Jacobs returned to Great Falls in 1946 to serve as Catalog Librarian for the Great Falls Public Library, before being promoted to Head Librarian in 1954. There, Jacobs was instrumental in the construction of the city’s current library and the expansion of the rural library service program throughout Montana. In 1973, she was selected to serve as Montana State Librarian. Aside from being the first Black state librarian, Jacobs became the first Black president of the Montana Library Association, the first Black president of the Pacific Northwest Library Association and the first Montanan to serve on the American Library Association executive board.

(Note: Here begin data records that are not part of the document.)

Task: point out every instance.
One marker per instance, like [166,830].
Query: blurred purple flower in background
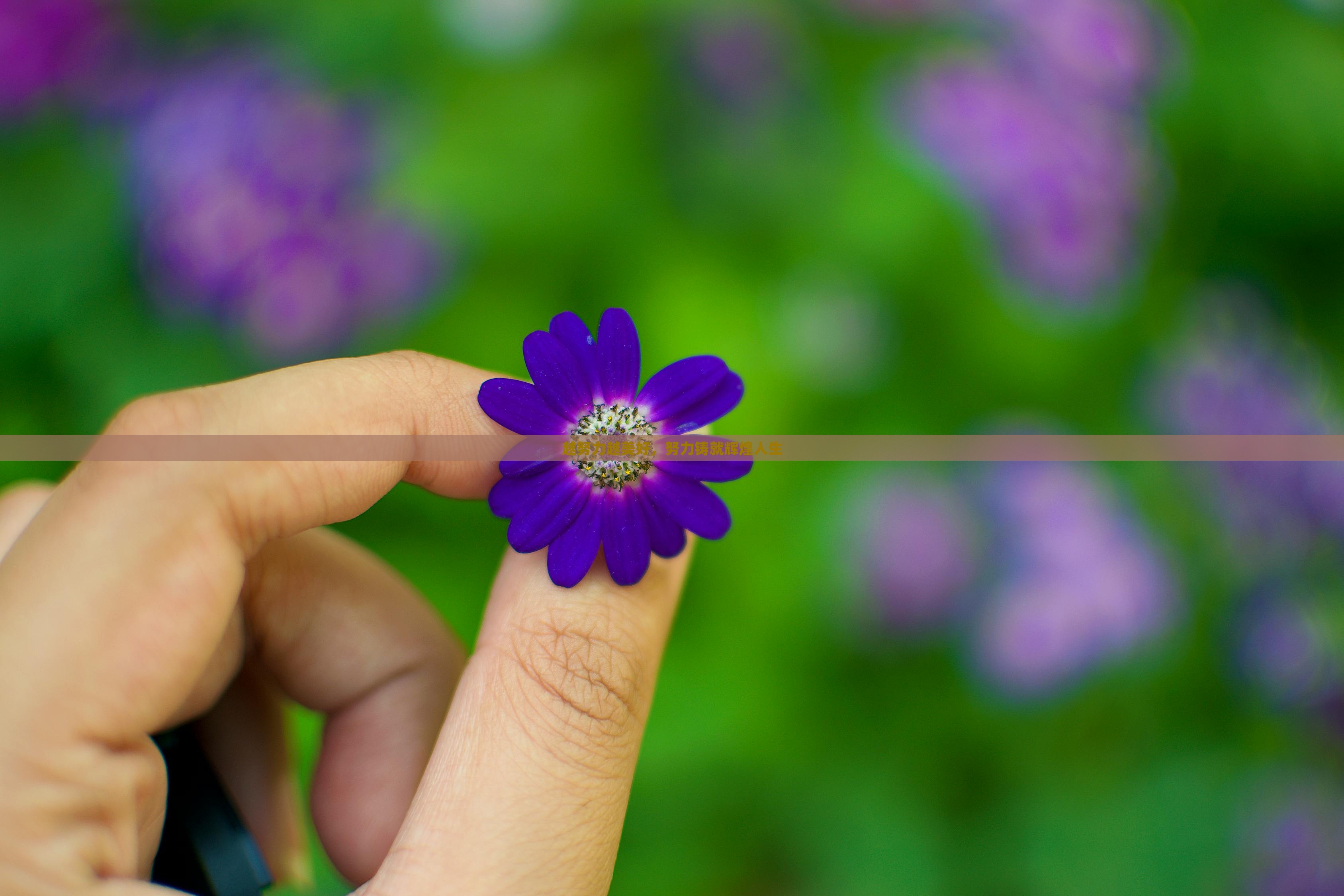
[1297,849]
[1090,50]
[47,46]
[1234,373]
[920,553]
[1061,184]
[1081,583]
[738,60]
[1045,135]
[1287,652]
[253,194]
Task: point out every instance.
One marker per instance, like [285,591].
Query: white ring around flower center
[605,421]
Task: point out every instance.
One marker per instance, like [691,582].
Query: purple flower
[254,210]
[628,507]
[918,553]
[1061,183]
[46,46]
[1236,374]
[1103,50]
[738,60]
[1285,651]
[1081,583]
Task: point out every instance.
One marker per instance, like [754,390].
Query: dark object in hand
[205,848]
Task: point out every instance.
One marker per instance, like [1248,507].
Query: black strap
[205,849]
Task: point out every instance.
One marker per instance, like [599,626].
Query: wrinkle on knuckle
[583,675]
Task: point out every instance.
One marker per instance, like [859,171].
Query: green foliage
[785,754]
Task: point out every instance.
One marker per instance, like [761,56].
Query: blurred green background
[785,754]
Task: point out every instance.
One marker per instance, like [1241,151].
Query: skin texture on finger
[19,503]
[244,735]
[342,633]
[527,789]
[116,597]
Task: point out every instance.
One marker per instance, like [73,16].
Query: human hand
[142,594]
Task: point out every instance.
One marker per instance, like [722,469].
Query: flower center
[610,461]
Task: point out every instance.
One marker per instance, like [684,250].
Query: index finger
[139,565]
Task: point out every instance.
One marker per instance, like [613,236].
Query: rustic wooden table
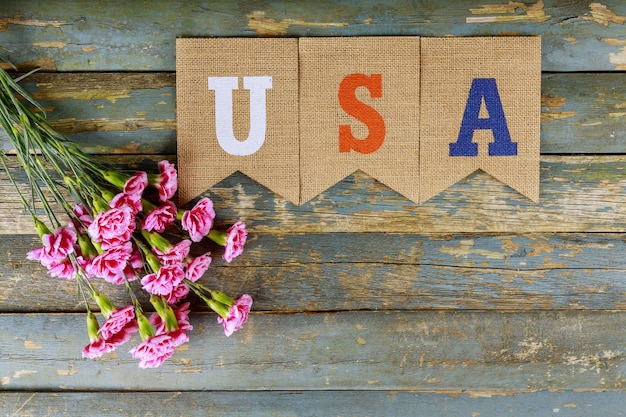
[475,303]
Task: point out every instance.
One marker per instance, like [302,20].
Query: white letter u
[223,87]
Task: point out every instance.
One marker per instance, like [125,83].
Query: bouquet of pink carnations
[118,228]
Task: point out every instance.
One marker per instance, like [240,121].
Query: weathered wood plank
[82,35]
[374,271]
[577,194]
[135,113]
[336,351]
[315,404]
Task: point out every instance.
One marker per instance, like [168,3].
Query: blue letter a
[484,88]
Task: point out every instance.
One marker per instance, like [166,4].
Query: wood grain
[477,302]
[577,194]
[373,271]
[135,113]
[423,350]
[315,404]
[81,35]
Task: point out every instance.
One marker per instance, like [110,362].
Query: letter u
[223,87]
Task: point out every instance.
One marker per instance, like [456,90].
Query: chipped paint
[66,372]
[508,13]
[51,44]
[80,95]
[20,374]
[614,42]
[29,22]
[72,125]
[618,59]
[549,116]
[29,344]
[602,15]
[465,249]
[270,27]
[552,101]
[46,64]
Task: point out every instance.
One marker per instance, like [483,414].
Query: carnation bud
[87,248]
[41,227]
[222,298]
[106,306]
[218,237]
[92,326]
[99,204]
[107,195]
[157,241]
[153,261]
[221,309]
[164,311]
[145,328]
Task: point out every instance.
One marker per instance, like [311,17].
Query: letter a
[223,87]
[484,88]
[351,105]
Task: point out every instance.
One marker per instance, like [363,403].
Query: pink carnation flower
[167,181]
[133,202]
[237,315]
[97,348]
[136,184]
[113,227]
[111,265]
[175,254]
[155,350]
[117,330]
[122,320]
[178,294]
[182,318]
[56,246]
[164,281]
[199,220]
[160,218]
[196,267]
[235,241]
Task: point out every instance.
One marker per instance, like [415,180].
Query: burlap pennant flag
[481,103]
[359,107]
[237,107]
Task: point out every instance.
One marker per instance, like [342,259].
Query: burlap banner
[481,108]
[237,110]
[417,114]
[359,109]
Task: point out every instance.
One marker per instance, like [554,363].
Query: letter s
[357,109]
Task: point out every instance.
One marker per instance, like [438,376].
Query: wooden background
[476,303]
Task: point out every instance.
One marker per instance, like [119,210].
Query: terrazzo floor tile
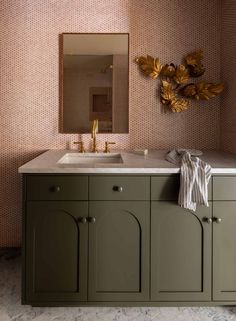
[12,310]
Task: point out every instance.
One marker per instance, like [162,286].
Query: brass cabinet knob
[92,220]
[207,220]
[218,220]
[118,189]
[55,189]
[82,220]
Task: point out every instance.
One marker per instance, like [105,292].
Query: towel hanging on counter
[195,175]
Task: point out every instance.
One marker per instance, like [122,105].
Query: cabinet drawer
[166,188]
[224,188]
[57,187]
[119,188]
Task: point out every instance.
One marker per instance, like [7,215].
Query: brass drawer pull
[82,220]
[92,220]
[118,189]
[55,189]
[207,220]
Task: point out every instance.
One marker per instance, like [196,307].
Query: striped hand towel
[194,178]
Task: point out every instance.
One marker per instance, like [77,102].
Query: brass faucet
[94,135]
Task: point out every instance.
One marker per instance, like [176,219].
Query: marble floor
[12,310]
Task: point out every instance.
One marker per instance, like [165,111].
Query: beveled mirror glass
[94,82]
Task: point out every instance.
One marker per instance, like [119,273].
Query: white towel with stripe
[195,175]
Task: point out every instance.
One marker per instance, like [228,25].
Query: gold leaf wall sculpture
[173,93]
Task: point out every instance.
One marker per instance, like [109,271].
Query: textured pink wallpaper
[228,109]
[29,79]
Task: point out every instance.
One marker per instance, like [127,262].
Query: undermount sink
[90,158]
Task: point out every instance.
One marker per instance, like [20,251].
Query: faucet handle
[82,150]
[107,150]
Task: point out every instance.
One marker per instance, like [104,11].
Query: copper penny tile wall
[29,79]
[228,108]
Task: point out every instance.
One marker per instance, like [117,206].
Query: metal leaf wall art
[175,91]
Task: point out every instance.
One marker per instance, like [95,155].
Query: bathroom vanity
[113,234]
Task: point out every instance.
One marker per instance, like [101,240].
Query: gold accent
[172,77]
[94,132]
[82,150]
[107,150]
[179,104]
[150,66]
[181,75]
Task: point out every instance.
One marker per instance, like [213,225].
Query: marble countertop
[153,163]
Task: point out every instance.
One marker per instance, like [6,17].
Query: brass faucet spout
[94,135]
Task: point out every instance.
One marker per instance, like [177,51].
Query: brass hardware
[207,220]
[218,220]
[107,150]
[94,135]
[82,220]
[82,150]
[92,220]
[117,189]
[55,189]
[175,92]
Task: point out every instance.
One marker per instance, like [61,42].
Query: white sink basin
[90,159]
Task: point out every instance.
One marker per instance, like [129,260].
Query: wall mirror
[94,82]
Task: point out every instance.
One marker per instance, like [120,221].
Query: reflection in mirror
[95,82]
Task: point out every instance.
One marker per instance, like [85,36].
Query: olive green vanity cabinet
[80,251]
[56,251]
[180,252]
[119,251]
[123,240]
[224,239]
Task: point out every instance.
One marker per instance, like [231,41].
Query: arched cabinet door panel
[56,251]
[180,253]
[224,251]
[119,251]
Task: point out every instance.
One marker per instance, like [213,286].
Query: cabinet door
[56,251]
[180,253]
[224,251]
[119,251]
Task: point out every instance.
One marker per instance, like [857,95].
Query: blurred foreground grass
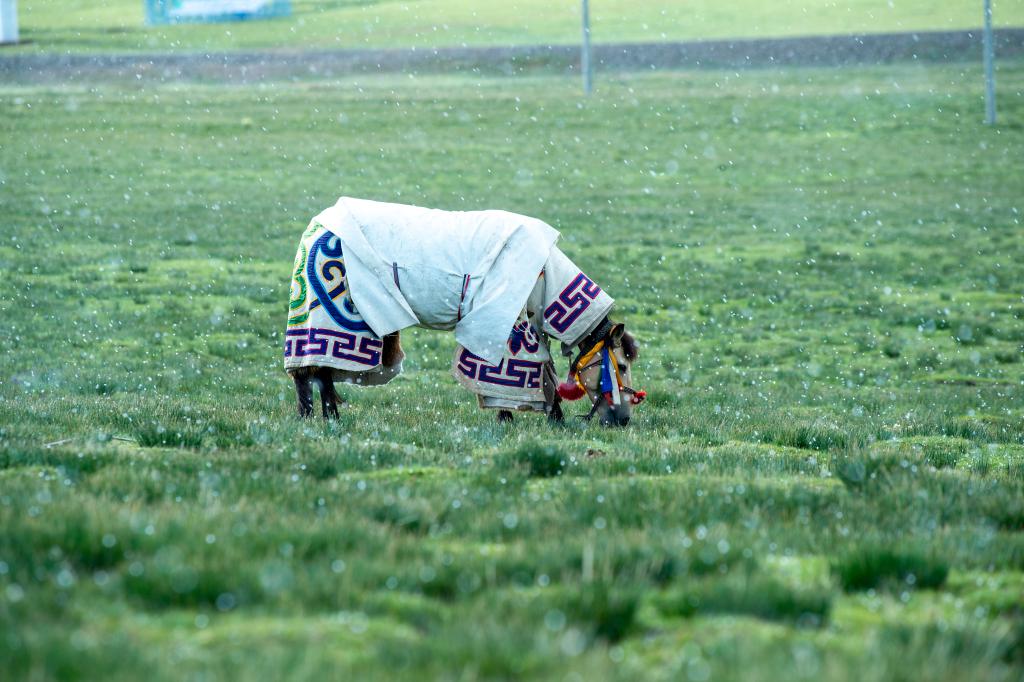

Not only was Jacobs instrumental in improving Montana’s libraries, she became a civil rights leader in Montana. She worked to break down racial barriers in her community through the Great Falls Interracial Council, as well as working on the Montana Advisory Committee to the U.S. Civil Rights Commission and co-founding the Montana Committee for the Humanities.
In 2016, Jacobs was named to the State Capitol Gallery of Outstanding Montanans.
Bold Women Everywhere
It’s clear that Montana has a deep history of its own influential women, whether from the beginning of Montana’s statehood or those who only recently began calling Montana home. This March, remember the historical women who have helped shape so much of our history while also celebrating the monumental women in your own life.